Run vectorized functions on nested/ragged/complex array

where: None | str | Sequence[str, …]

if None, will attempt to apply the kernel throughout the nested structure, wherever correct types are encountered. If where is given, only the selected part of the structure will be considered, but the output will retain the original shape. A fieldname or sequence of fieldnames to descend into the tree are acceptable

match_kwargs: None | dict

any extra field identifiers for matching a record as OK to process

–Kernel documentation follows from the original function–

Parse timestamps.

For each string in strings, parse it as a timestamp. The timestamp unit and the expected string pattern must be given in StrptimeOptions. Null inputs emit null.
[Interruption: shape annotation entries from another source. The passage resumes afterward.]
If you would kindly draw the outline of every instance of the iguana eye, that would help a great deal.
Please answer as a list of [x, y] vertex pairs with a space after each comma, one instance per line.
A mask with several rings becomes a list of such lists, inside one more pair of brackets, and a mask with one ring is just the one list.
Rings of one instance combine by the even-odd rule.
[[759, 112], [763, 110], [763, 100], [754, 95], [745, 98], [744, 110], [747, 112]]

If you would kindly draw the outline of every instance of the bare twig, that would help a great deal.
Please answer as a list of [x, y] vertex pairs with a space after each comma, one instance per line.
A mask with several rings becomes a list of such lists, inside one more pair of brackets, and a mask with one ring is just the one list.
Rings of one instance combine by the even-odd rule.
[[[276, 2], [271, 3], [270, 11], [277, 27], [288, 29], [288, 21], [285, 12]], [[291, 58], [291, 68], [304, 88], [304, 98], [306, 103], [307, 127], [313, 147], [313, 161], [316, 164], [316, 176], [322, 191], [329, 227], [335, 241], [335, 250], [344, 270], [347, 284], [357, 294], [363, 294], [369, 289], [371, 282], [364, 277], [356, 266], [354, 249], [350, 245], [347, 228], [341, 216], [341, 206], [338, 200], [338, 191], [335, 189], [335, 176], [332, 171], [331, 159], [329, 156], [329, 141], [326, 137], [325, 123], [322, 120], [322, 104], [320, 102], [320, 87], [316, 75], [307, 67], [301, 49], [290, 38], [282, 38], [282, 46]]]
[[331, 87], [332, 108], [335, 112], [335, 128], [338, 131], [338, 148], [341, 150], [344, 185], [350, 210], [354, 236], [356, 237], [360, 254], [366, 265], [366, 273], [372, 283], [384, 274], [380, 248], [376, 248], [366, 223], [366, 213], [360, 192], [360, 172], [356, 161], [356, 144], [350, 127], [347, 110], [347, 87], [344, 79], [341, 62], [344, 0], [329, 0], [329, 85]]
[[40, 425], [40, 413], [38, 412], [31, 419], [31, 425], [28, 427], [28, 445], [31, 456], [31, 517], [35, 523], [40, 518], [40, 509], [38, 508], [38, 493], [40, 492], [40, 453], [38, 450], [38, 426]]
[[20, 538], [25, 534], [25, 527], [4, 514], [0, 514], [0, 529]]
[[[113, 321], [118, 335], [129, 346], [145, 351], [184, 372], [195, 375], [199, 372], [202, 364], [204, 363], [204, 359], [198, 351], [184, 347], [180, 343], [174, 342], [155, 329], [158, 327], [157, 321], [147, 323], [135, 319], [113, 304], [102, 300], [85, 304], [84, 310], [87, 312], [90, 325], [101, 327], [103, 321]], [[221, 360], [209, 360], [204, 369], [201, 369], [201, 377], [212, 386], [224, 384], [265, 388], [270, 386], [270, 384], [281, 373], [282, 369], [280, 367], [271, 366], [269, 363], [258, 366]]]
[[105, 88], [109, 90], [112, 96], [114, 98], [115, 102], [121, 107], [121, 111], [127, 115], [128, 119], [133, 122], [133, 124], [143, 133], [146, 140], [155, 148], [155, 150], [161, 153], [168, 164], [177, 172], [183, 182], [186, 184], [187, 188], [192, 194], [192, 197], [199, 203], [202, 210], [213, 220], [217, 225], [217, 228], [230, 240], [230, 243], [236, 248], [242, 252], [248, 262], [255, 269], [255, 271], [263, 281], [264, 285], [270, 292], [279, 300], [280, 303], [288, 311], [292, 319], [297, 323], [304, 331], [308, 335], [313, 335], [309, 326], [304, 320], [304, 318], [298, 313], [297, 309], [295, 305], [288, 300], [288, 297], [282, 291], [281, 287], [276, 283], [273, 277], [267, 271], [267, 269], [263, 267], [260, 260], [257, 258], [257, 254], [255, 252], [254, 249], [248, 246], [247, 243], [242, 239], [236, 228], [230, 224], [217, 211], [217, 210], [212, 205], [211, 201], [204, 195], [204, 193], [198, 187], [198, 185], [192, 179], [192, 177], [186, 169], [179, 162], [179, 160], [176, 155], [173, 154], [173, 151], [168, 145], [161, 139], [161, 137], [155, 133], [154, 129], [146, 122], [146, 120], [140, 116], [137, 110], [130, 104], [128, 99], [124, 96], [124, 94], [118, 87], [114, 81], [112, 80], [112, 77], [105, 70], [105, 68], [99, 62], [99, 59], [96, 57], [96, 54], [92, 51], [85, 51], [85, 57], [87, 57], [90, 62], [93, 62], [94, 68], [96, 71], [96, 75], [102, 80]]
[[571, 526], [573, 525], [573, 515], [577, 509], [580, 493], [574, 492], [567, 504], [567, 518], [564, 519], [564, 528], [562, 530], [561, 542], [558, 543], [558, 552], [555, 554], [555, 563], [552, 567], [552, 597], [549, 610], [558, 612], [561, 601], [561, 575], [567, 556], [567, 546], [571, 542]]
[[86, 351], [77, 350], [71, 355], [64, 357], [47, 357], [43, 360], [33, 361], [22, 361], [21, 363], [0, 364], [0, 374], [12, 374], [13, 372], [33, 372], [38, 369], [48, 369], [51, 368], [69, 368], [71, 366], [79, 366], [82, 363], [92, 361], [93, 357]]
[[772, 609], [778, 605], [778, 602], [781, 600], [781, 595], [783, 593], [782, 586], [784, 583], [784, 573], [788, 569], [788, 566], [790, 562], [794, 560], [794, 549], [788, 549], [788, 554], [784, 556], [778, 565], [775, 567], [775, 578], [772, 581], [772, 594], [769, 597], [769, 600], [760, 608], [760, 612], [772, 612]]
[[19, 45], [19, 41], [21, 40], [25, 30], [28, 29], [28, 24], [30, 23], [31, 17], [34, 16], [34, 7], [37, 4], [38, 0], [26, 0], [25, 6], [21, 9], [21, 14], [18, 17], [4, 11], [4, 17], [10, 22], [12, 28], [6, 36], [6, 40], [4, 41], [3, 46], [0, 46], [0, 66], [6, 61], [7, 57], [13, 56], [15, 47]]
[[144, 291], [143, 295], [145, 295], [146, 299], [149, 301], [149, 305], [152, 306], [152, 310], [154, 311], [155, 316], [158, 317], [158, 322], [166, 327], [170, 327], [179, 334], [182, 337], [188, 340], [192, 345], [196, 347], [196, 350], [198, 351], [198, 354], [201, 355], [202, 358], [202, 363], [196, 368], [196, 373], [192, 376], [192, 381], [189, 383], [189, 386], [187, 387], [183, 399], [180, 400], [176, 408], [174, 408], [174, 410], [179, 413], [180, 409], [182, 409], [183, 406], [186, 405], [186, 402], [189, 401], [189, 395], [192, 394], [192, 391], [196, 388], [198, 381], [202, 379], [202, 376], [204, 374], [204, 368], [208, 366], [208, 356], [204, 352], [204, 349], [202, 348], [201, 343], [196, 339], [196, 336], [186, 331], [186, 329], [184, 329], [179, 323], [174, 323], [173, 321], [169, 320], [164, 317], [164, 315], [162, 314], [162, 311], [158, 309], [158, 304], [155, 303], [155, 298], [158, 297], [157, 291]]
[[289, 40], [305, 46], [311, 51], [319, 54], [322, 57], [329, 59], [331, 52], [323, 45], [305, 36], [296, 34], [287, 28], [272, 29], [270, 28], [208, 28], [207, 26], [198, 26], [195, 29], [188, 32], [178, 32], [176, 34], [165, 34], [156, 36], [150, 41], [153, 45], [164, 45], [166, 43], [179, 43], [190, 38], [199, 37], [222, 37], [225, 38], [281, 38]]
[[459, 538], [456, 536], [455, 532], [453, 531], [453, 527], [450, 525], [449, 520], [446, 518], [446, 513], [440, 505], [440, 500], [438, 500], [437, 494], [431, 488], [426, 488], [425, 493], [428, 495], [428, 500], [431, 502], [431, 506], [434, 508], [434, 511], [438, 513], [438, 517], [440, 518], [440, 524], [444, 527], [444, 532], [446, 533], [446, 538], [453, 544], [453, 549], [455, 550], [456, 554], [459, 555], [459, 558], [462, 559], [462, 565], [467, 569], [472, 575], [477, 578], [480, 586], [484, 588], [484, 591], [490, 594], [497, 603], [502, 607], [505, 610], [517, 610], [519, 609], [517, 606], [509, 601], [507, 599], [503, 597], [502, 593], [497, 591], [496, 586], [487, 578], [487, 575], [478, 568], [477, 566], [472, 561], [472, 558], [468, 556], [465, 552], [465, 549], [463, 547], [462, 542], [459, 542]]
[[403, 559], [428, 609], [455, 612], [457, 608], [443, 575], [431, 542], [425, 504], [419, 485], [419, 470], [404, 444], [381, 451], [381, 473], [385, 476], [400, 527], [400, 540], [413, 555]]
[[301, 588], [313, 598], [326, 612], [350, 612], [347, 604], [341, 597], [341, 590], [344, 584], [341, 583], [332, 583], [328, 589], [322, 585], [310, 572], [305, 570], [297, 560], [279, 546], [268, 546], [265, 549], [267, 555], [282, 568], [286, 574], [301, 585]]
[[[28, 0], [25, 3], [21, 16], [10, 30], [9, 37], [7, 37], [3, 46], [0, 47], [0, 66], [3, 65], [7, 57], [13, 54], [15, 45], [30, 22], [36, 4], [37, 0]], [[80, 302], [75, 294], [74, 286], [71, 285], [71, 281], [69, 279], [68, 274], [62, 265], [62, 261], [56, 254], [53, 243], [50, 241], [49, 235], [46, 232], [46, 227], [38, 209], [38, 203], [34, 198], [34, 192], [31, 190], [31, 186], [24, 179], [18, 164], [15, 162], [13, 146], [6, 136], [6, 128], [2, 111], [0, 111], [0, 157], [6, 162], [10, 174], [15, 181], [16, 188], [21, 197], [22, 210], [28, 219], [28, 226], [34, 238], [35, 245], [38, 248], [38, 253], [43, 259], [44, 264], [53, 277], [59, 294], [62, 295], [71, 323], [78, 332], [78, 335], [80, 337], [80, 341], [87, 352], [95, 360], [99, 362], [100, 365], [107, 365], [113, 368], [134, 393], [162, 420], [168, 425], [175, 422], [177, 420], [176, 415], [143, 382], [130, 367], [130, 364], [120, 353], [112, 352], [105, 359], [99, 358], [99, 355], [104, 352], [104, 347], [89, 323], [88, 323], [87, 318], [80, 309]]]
If a non-null string fails parsing, an error is returned by default.

Parameters:
  • strings (Array-like or scalar-like) – Argument to compute function.

  • format (str) – Pattern for parsing input strings as timestamps, such as “%Y/%m/%d”. Note that the semantics of the format follow the C/C++ strptime, not the Python one. There are differences in behavior, for example how the “%y” placeholder handles years with less than four digits.

  • unit (str) – Timestamp unit of the output. Accepted values are “s”, “ms”, “us”, “ns”.

  • error_is_null (boolean, default False) – Return null on parsing errors if true or raise if false.

  • options (pyarrow.compute.StrptimeOptions, optional) – Alternative way of passing options.

  • memory_pool (pyarrow.MemoryPool, optional) – If not passed, will allocate memory from the default memory pool.

The cuDF backend also has these implemented with GPU-specific variants, akimbo.cudf.CudfStringAccessor and akimbo.cudf.CudfDatetimeAccessor.